Nevertheless, previous experimental results in the main paper both in terms of the degradation of model performance after adding adapter layers into the segment encoder, and the fact that DAR++ cannot bring stable improvement compared to the DAR+ during test-time augmentation, we believe that these problems are due to the quality of some segments obtained by SAM. The inherent shortcomings of SAM make some segments mixed with noise [10, 43]. We show some representative noise samples (examples with purple box) selected from the recipe1M in Fig. 7 to illustrate the problems we observed in SAM segmentation for data augmentation. There are two imperfections of SAM, the first one is that it sometimes misses small, irregular structures, such as the omission of lemon in example (f) and the discarding of irregular parts of the salad in example (j). Another imperfection is that the “everything” mode over-segments the large objects that include many details and ignores overall semantics at times. In example (g), SAM ignores the whole cream at the bottom, while in (h) it ignores the whole pork chop. In addition, the filtering of segments is not successful for all samples, which results in background information remaining in examples (f) and (i).

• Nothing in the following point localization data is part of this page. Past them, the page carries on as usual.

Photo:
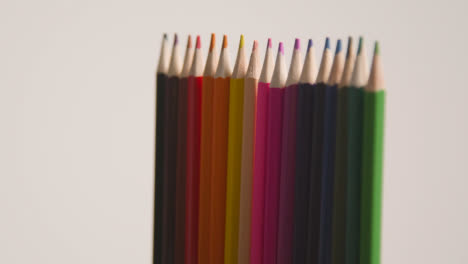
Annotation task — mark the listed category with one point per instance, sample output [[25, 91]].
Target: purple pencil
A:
[[273, 157], [288, 160]]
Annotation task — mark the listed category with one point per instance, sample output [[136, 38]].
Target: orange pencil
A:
[[219, 157], [205, 157]]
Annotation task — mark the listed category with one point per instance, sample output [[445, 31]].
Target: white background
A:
[[77, 117]]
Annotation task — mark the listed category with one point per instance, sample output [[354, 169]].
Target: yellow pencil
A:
[[236, 99]]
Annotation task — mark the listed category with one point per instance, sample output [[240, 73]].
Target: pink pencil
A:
[[258, 182], [273, 157], [288, 159]]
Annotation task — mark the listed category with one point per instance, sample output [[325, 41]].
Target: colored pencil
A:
[[372, 163], [328, 156], [341, 154], [354, 151], [258, 182], [304, 122], [194, 93], [236, 100], [219, 156], [206, 157], [161, 83], [170, 154], [273, 157], [181, 170], [248, 134], [313, 237], [288, 157]]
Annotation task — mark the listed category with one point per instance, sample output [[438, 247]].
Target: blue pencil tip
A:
[[327, 43], [310, 44], [338, 46]]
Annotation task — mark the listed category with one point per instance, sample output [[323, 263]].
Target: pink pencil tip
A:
[[281, 48], [198, 45], [297, 44]]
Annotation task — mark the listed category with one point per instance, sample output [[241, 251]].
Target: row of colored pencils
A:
[[262, 165]]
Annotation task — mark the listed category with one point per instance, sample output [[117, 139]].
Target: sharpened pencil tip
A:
[[297, 44], [338, 46], [189, 42], [213, 41], [361, 40], [224, 41], [198, 44], [241, 42], [310, 44], [327, 43]]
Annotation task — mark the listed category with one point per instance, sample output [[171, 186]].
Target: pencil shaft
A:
[[194, 94], [248, 134], [205, 169], [219, 169], [159, 166], [304, 135], [258, 185], [372, 161], [288, 157]]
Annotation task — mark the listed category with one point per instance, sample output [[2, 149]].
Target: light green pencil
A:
[[372, 161]]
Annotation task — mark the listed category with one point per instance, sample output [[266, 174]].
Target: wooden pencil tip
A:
[[376, 49], [241, 43], [189, 42], [297, 44], [213, 41], [198, 44], [224, 41]]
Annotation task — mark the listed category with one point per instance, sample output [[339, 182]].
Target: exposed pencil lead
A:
[[198, 44], [297, 44], [224, 41], [311, 43], [241, 42], [338, 46], [327, 43], [213, 41], [360, 45]]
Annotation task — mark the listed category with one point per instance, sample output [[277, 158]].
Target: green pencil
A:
[[372, 160]]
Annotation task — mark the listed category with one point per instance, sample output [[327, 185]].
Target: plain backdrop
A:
[[77, 102]]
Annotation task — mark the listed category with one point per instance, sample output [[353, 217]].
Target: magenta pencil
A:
[[288, 161], [273, 157], [258, 181]]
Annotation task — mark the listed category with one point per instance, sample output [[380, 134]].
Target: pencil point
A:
[[241, 43], [297, 44], [213, 41], [338, 46], [327, 43], [189, 42], [311, 43], [198, 44], [360, 45]]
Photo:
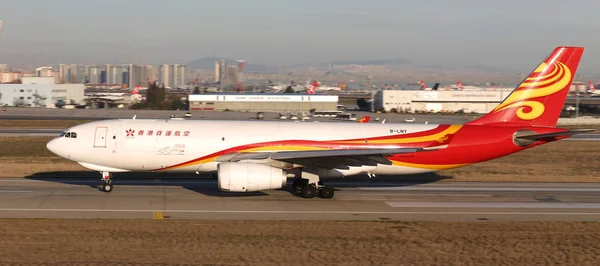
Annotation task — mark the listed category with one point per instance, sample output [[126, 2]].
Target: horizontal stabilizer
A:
[[526, 137]]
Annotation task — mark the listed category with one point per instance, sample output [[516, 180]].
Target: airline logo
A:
[[545, 80], [167, 133]]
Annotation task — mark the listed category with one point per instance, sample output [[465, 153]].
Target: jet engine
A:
[[248, 177]]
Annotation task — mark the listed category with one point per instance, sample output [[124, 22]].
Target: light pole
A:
[[577, 105]]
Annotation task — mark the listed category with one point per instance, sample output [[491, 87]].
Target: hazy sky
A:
[[507, 33]]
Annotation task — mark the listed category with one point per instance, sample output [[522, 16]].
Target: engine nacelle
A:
[[248, 177]]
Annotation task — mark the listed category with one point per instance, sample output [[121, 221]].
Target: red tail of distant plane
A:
[[539, 99], [312, 88], [364, 119]]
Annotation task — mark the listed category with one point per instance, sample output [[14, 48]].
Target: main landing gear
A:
[[107, 178], [310, 186]]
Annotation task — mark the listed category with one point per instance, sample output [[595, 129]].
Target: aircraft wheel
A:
[[107, 187], [326, 192], [308, 191]]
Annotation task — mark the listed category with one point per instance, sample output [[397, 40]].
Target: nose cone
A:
[[51, 146]]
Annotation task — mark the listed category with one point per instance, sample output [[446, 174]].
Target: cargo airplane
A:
[[261, 155]]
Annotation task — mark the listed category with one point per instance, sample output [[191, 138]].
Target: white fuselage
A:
[[137, 145]]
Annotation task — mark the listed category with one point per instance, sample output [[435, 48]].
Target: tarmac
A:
[[354, 200]]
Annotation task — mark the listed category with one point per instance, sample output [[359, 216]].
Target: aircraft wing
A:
[[339, 159], [551, 136]]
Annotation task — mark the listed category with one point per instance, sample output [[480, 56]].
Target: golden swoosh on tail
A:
[[533, 88]]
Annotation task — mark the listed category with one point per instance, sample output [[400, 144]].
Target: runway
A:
[[354, 200], [49, 132]]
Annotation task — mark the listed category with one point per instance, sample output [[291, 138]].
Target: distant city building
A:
[[6, 77], [141, 75], [117, 74], [179, 76], [31, 95], [217, 71], [262, 102], [37, 80], [47, 71], [94, 75], [222, 70]]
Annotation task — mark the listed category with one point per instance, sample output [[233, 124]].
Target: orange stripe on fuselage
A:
[[424, 137]]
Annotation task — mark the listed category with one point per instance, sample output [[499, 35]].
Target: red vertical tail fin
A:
[[539, 99]]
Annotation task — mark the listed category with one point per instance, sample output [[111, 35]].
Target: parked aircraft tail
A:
[[364, 119]]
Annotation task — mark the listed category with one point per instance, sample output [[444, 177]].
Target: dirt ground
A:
[[297, 242], [564, 161]]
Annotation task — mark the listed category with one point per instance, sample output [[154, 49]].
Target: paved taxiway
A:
[[354, 200]]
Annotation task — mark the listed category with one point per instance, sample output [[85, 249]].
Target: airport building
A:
[[40, 92], [476, 101], [263, 102]]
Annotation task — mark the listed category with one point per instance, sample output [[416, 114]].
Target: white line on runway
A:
[[415, 195], [299, 212], [507, 205], [15, 191]]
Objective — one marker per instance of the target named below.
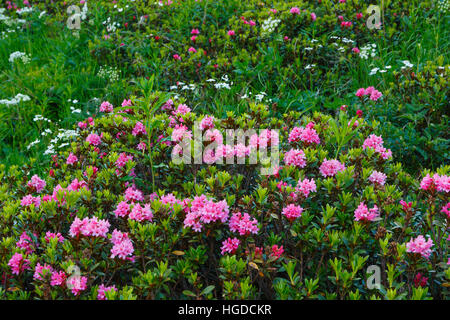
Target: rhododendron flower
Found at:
(106, 107)
(230, 245)
(292, 212)
(58, 278)
(18, 263)
(37, 183)
(204, 211)
(295, 10)
(306, 186)
(102, 289)
(133, 194)
(29, 200)
(139, 128)
(94, 139)
(123, 159)
(243, 223)
(123, 247)
(295, 157)
(446, 209)
(307, 135)
(72, 159)
(437, 182)
(41, 271)
(140, 214)
(377, 177)
(89, 227)
(329, 168)
(207, 123)
(362, 213)
(26, 243)
(77, 284)
(420, 245)
(122, 210)
(276, 251)
(50, 235)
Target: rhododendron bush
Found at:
(114, 217)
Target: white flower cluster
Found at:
(269, 25)
(368, 50)
(19, 55)
(16, 100)
(108, 73)
(443, 5)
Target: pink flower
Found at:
(230, 245)
(122, 210)
(306, 186)
(94, 139)
(123, 247)
(50, 235)
(277, 251)
(140, 214)
(37, 183)
(58, 278)
(292, 212)
(17, 263)
(102, 289)
(76, 284)
(243, 223)
(419, 245)
(123, 159)
(139, 128)
(106, 107)
(446, 209)
(377, 177)
(295, 157)
(29, 200)
(295, 10)
(133, 194)
(72, 159)
(362, 213)
(41, 271)
(329, 168)
(307, 135)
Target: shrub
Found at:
(121, 222)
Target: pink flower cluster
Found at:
(204, 211)
(37, 183)
(420, 245)
(376, 142)
(362, 213)
(373, 94)
(307, 135)
(329, 168)
(102, 289)
(292, 212)
(230, 245)
(295, 157)
(138, 129)
(243, 223)
(89, 227)
(106, 107)
(377, 177)
(306, 187)
(18, 263)
(437, 182)
(122, 246)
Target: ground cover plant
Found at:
(120, 179)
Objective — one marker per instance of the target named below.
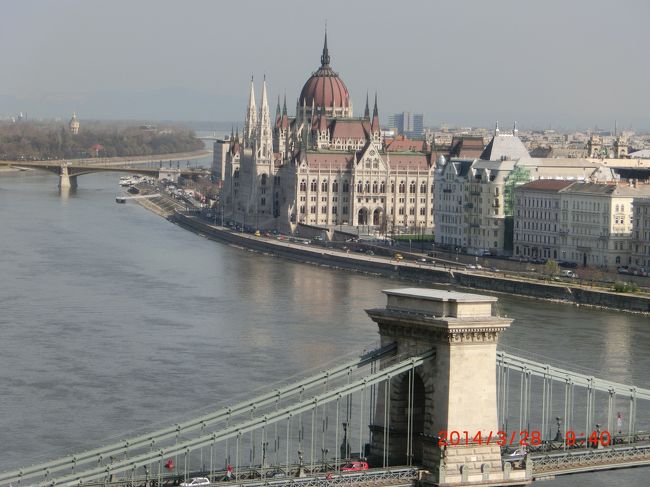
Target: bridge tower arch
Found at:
(453, 391)
(65, 179)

To address the problems of segments, we designed sample analysis experiments to illustrate the future implications of solving these problems. Specifically, for a portion of the test samples that were retrieved incorrectly by DAR++, we would like to eliminate the noise in the segments by manually utilizing SAM (with points prompt) to obtain image segments instead of the original segments. The experimental results also show that the bad segment samples limit the further improvement of model performance. In Fig. 8, for the original segmentation, the “Sprite” in the first row is plagued by the complex background and only the lid of the cup is segmented. Due to SAM’s over-segmentation of large objects, the cake in the second row and the cheese in the third row only retain the decoration on top of the cake and a very small portion of the cheese, and also contain irrelevant information such as the background and the plate. With our manual segments improving these problems, DAR++ successfully retrieved the correct recipes with blue boxes. We will explore how to further improve the quality of the segments in the future work.